The fuel for hurricanes is warm ocean water that releases tons of water vapor. This water vapor then condenses into clouds and rain which releases heat known as “latent heat”. This latent heat drives the power of the winds much like stepping on the gas pedal makes the engine output more power. The warmer ocean, in essence, put a turbocharger on Hurricane Sandy’s engine.
This extra water from the warmer oceans must eventually come down and it does so as flooding rains. Some places in the mid-Atlantic had over 12” of rain and a few higher locations to the west saw nearly 3 feet of snow as colder air wrapped around the backside of the storm. As Governor Cuomo said to President Obama, “We now have a 100 year flood every two years”. Global warming = heavier rains and floods. We saw this last year with Hurricane Irene.
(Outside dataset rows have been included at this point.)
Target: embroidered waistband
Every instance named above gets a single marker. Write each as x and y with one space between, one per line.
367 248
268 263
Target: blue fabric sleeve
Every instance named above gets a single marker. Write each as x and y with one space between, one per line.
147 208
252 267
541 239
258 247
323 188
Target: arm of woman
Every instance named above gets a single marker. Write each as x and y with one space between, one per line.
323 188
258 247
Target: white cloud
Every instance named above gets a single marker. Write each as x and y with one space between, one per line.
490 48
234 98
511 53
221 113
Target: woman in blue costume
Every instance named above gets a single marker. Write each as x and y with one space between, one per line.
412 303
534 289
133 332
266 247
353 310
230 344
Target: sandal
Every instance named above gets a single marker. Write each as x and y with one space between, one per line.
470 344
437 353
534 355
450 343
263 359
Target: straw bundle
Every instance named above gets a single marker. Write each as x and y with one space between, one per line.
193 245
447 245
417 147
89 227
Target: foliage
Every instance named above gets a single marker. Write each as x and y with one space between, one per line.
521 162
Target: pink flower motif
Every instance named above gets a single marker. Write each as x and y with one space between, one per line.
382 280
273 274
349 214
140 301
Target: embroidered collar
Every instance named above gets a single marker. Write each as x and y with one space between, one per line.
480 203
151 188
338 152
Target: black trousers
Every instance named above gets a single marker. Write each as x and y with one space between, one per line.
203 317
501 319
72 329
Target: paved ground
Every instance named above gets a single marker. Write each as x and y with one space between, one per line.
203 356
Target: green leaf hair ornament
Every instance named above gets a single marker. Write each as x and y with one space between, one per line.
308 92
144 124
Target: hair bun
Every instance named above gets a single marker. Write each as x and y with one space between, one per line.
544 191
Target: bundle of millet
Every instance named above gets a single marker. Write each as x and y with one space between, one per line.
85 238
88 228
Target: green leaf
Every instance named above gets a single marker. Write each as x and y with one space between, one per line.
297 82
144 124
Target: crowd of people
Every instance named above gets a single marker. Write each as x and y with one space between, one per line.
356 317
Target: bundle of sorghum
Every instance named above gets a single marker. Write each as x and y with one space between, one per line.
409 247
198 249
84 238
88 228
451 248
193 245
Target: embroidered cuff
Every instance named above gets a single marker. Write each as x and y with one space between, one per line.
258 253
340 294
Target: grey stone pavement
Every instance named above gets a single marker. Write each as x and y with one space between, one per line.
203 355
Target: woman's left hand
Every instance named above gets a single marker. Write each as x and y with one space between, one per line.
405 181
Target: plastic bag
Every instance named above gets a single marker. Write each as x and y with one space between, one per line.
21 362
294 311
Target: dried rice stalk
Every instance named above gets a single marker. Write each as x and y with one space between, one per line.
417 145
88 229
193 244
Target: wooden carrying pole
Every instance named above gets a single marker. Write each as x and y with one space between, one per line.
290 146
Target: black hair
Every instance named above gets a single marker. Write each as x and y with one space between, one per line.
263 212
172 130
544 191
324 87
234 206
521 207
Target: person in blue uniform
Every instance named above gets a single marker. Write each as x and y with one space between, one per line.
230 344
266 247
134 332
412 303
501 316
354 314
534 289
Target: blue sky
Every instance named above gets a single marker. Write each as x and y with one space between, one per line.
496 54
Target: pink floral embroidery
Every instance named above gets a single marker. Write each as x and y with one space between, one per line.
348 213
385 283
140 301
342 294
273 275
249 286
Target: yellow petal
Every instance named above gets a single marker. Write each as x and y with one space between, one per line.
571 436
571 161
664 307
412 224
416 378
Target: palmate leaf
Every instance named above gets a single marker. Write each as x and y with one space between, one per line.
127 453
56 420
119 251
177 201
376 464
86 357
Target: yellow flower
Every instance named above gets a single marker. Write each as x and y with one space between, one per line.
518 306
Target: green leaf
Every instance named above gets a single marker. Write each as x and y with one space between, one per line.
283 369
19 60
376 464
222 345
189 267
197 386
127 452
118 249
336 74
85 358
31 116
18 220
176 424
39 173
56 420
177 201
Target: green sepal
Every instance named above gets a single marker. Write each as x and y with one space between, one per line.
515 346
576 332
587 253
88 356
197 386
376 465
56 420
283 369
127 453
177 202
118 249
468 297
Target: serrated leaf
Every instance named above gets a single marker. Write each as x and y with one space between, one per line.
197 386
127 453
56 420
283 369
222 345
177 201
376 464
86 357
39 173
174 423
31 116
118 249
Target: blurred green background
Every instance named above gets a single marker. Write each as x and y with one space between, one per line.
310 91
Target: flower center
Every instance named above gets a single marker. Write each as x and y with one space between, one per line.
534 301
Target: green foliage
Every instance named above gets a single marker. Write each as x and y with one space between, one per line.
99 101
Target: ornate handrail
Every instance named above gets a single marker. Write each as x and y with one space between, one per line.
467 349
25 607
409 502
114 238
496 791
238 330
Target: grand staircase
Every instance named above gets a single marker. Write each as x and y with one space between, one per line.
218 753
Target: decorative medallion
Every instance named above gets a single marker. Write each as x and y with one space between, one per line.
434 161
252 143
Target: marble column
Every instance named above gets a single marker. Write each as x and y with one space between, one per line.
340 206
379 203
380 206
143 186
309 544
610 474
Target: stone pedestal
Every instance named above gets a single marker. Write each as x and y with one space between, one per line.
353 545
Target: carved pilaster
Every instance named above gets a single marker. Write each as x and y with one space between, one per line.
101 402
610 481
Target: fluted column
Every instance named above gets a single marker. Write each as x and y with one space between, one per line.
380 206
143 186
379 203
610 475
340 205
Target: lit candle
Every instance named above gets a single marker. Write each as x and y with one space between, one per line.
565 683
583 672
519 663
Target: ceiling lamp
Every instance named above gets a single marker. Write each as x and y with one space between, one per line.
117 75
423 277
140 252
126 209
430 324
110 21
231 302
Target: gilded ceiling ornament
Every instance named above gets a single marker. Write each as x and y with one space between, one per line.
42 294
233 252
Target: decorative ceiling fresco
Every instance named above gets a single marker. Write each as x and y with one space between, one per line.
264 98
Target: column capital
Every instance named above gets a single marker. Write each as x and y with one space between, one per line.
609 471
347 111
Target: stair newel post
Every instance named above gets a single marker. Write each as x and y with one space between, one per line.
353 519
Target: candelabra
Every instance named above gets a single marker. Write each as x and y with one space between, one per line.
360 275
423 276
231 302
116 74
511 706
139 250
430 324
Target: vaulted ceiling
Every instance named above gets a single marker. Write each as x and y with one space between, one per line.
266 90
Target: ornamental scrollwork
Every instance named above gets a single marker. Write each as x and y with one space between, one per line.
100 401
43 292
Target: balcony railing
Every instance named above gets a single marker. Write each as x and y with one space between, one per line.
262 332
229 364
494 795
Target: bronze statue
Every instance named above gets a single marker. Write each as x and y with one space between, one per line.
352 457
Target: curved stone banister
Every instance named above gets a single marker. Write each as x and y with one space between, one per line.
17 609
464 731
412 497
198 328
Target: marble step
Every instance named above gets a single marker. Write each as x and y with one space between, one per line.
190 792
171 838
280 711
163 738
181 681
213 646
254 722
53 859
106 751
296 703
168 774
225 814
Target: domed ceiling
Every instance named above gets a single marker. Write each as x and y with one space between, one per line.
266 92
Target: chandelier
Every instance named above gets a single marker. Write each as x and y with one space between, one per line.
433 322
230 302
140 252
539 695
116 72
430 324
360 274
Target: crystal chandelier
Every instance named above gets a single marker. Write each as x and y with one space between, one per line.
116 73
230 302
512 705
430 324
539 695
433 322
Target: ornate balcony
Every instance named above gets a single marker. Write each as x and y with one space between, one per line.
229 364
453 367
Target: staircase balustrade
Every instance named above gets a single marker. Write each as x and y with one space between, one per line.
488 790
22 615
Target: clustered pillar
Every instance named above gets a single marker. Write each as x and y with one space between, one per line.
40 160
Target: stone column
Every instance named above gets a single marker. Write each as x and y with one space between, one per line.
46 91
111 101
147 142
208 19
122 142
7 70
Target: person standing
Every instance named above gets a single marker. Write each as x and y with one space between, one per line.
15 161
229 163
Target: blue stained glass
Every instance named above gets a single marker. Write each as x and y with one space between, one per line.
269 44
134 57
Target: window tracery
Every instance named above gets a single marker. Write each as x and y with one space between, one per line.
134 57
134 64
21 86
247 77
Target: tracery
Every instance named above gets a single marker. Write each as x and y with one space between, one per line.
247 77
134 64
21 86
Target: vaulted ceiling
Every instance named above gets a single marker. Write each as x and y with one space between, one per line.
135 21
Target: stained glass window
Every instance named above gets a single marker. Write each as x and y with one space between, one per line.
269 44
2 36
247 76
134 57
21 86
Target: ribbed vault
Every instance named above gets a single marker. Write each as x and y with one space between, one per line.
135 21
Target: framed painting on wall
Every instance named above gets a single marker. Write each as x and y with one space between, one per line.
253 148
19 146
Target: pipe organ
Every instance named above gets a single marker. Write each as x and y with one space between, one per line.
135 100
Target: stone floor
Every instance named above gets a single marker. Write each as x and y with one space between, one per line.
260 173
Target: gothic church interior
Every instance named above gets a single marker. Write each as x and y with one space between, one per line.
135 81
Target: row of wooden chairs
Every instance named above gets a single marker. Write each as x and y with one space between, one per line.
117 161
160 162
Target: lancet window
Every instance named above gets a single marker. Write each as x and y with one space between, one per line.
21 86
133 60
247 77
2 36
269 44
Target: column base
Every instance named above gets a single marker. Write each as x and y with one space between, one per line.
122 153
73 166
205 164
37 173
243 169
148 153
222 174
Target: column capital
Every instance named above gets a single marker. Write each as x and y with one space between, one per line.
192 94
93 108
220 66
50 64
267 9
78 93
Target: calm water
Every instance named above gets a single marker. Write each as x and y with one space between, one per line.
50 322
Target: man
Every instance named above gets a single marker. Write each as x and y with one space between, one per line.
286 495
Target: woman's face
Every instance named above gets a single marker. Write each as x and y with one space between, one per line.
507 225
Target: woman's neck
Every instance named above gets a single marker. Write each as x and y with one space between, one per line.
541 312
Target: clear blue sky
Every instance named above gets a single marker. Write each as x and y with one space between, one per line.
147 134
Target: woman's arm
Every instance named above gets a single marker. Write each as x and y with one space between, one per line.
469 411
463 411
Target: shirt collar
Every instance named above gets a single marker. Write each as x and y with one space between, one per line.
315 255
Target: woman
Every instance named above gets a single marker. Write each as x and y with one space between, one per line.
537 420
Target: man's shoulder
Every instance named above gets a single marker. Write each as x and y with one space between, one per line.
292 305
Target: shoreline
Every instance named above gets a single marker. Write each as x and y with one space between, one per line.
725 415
Global warming also causes sea levels to rise for two reasons: 1) as water warms, the molecules move faster and take up more space (known as thermal expansion) and 2) a warmer climate melts ice sheets and glaciers and that water over time makes its way into the ocean. Due to global warming, storms are now riding on much higher sea levels which is causing the storm surge to reach higher levels and farther inland. Residents on Long Island and NY City saw this phenomenon first-hand. NY City saw surges approaching 14 feet – higher than for any storm in the past 400 years! Sea levels have risen over a foot in the past 100 years and are projected to increase another 2-5 feet by the year 2100. Imagine Sandy coming in on an ocean that is 5 feet higher than today? The surge would be nearly 19 feet.
If somebody asks you, “Did global warming cause Hurricane Sandy?” they are asking the wrong question. Sandy certainly may have occurred in the absence of global warming but it would not have been as strong nor as damaging. I tell people, “Think of a hurricane as a fire in a fireplace. Global warming did not start that fire but it is certainly adding a few logs to it.”
Some sobering facts about hurricanes and climate change:
• Of the 11 most intense North Atlantic hurricanes ever recorded, five have occurred in the last eight years (Wilma, Rita, Katrina, Dean and Ivan).
• The record-breaking rainfall dumped by Hurricane Irene in 2011 was the main impact of the storm in which flooding and other damage totaled over $15 billion,
making Irene the 10th billion-dollar disaster in 2011 and the sixth most expensive hurricane in U.S. history.
• With more than $100 billion in damages, Hurricane Katrina remains the costliest
weather-related disaster on record.
• In June 2012, tropical storm Debby produced record-breaking rainfall across Florida, in some locations dropping over 20 inches of rain in 24 hours. When Tropical Storm Debby formed on June 23, it was the first time ever that four storms formed before July since record keeping began in 1851.
• According to data from 2007, the number of category 4 and 5 hurricanes has increased by nearly 75% since 1970.
There is a strong scientific consensus that the most intense Atlantic hurricanes will become more frequent in the coming decades if greenhouse gas pollution continues to grow even at a moderate rate. The increase in damages due to climate change will rise to an average of over $40 billion per year, as stronger hurricanes are exponentially more destructive than weaker storms.
We have choices to make. The sooner we begin to shift away from burning fossil fuels such as coal, oil, and natural gas to using cleaner energies such as solar, wind, wave, and geothermal, we will prevent the oceans from becoming even warmer and sea levels from rising even higher.
We will always have hurricanes but we do not need to make them worse!